Abstract Object Detection (OD) from drone images is a long-standing challenge due to multi-scale objects in the images.Several sophisticated and robust OD models have been proposed in the last few decades.This has significantly improved the performance of the OD task.
However, these models remain highly opaque.It is challenging for humans to comprehend their outcomes, raising serious concerns about their real-world usability and adoption in mission-critical, high-risk applications.This work read more investigates the challenge of OD and explainability in drone imagery, aiming to improve the accuracy, robustness, reliability, and trustworthiness of automated OD systems for intelligent surveillance.

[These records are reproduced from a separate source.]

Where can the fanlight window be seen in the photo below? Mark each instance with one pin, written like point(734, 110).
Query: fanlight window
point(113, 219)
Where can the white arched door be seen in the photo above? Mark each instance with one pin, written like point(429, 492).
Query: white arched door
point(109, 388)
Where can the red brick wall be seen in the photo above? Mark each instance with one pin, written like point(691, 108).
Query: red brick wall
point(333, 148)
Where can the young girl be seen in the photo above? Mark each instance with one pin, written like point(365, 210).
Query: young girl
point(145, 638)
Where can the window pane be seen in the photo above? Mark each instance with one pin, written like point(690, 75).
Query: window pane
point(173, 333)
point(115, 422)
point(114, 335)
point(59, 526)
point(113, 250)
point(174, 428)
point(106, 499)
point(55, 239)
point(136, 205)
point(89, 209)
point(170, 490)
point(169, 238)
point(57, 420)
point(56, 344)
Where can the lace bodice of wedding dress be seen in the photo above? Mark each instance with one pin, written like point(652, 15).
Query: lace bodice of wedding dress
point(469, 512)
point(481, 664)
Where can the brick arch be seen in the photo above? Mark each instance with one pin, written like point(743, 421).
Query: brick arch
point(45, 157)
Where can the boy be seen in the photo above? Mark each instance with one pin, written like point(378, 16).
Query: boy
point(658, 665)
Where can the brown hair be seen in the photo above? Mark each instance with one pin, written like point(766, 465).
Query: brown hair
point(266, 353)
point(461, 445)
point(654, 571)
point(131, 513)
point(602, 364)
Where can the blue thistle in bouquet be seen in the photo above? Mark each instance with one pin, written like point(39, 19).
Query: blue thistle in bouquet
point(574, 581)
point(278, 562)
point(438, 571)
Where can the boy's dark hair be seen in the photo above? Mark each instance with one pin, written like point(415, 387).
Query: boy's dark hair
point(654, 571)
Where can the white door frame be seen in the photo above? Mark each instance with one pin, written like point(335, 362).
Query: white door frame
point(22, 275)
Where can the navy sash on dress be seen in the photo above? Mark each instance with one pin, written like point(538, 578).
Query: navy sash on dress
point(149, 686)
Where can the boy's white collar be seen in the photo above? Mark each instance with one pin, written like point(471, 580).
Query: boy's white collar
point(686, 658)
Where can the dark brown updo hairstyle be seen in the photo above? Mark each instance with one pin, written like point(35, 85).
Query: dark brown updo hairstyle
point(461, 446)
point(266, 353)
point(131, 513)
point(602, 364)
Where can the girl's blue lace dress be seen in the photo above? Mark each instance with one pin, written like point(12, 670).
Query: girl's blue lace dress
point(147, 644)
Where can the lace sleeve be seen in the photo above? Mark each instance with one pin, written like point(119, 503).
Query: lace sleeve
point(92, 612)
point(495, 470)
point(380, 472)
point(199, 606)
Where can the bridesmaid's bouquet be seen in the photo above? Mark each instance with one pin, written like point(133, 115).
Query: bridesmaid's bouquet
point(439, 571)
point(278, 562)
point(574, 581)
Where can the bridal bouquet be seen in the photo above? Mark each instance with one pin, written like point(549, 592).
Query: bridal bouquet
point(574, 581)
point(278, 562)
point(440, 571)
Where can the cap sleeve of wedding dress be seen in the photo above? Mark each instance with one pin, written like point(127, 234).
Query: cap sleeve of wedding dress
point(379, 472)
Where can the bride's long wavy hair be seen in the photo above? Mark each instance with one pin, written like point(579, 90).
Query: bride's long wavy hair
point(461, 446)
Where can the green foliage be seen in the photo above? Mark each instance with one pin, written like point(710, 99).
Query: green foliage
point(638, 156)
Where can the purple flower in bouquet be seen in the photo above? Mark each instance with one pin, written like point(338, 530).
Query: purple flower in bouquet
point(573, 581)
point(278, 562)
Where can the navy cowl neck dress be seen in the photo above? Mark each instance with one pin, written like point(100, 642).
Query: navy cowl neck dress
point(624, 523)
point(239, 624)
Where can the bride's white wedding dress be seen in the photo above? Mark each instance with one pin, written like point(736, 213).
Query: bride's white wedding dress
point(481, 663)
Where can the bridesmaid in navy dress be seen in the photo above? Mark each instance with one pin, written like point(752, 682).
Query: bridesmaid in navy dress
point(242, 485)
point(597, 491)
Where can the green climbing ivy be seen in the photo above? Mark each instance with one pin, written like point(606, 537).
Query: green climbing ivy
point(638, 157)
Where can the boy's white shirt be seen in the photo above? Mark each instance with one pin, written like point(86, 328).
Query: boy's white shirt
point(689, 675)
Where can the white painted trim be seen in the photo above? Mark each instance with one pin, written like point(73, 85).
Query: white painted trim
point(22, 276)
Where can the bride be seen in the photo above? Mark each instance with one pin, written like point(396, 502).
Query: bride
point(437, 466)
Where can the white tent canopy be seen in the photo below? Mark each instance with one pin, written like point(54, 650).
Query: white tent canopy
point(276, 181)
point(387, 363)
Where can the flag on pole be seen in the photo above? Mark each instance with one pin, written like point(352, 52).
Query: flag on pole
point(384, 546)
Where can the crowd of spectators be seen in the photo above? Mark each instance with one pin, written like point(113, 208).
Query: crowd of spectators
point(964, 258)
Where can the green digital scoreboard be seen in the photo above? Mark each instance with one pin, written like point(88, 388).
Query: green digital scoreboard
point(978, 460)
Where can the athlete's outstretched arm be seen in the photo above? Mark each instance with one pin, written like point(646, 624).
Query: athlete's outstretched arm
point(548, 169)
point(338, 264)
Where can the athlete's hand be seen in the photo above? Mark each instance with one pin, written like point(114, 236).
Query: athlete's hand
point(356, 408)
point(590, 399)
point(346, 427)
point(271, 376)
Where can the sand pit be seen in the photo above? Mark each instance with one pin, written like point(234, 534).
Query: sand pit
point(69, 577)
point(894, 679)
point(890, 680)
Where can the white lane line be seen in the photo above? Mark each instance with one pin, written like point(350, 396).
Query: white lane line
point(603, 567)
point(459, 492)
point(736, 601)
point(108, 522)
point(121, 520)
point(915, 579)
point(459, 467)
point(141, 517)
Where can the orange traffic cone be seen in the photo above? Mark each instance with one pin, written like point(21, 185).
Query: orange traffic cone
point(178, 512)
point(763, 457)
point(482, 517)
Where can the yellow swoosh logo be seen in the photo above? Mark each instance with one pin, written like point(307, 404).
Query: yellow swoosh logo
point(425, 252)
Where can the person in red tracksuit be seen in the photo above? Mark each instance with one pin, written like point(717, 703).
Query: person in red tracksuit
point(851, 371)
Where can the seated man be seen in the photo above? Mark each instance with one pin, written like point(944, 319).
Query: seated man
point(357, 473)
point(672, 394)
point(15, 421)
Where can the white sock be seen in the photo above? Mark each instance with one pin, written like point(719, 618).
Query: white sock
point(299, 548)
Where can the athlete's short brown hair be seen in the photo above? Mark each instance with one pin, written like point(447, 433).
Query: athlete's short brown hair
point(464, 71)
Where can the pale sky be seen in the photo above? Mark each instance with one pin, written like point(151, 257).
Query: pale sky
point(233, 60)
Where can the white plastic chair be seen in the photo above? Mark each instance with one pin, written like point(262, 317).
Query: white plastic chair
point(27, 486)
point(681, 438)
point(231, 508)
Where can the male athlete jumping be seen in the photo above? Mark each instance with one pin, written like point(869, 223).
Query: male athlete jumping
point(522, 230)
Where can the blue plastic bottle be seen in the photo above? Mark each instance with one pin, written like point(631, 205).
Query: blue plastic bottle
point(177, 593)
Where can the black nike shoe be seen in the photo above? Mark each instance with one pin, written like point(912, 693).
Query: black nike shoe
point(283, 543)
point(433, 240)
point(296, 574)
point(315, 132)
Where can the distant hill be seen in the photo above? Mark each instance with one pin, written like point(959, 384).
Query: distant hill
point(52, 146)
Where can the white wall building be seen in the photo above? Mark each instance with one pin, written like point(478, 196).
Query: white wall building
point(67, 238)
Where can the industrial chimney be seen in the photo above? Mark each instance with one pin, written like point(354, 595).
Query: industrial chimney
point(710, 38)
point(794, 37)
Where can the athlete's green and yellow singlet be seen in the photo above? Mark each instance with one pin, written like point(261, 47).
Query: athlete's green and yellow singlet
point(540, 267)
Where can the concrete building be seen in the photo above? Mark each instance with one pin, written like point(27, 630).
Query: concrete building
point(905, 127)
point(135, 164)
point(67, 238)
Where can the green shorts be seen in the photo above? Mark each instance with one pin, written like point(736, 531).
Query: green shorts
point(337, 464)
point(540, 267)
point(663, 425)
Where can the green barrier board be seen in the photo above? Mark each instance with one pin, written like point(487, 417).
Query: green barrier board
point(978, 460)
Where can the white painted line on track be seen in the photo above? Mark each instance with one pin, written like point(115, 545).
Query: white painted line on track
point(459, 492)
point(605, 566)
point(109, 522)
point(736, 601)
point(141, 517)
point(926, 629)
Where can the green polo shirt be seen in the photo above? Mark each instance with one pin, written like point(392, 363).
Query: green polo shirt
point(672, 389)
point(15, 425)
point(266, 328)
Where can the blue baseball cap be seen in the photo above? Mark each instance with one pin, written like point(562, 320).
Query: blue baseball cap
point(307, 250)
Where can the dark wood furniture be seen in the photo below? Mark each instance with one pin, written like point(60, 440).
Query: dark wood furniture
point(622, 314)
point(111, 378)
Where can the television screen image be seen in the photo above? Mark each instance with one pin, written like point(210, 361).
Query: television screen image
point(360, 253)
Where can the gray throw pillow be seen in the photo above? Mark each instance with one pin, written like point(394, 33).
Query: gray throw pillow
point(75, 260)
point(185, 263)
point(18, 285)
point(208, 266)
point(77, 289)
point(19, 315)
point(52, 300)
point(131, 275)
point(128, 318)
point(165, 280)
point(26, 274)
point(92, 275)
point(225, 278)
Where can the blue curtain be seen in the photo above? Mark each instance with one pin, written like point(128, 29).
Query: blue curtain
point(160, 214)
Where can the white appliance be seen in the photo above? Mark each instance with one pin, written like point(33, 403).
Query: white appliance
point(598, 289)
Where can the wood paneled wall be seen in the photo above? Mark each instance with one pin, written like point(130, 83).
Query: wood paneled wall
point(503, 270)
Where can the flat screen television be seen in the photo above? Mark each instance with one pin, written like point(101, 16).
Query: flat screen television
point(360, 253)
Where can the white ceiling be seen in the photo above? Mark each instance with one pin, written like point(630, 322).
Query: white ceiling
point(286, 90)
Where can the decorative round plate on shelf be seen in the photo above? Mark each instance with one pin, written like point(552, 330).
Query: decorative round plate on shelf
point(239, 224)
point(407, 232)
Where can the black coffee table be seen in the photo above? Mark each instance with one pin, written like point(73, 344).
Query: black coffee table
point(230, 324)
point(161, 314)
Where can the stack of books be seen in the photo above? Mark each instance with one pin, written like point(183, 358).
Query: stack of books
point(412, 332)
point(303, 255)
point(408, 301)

Our work explores an overview of existing approaches for OD in drone imagery, highlighting their strengths and limitations.The proposed methodology and custom model architecture leverage an integrated dodge warlord for sale pipeline for explainability and ensembling, enabling users to have an improved and better understanding of the OD outcomes.The application of the proposed methodology is demonstrated on the AU-AIR dataset.
Significant improvements in object detection accuracy and interpretability are observed compared to existing state-of-the-art methods.The affirmative voting strategy resulted in a 3% increase in mean average precision, demonstrating the potential of ensemble learning to improve the performance of multi-scale OD.The perturbation-based ablation probing of the model with EigenCAM attributes to necessary features reliance on the proposed model with evaluation of XAI for robust, trustworthy, and improved OD outcomes.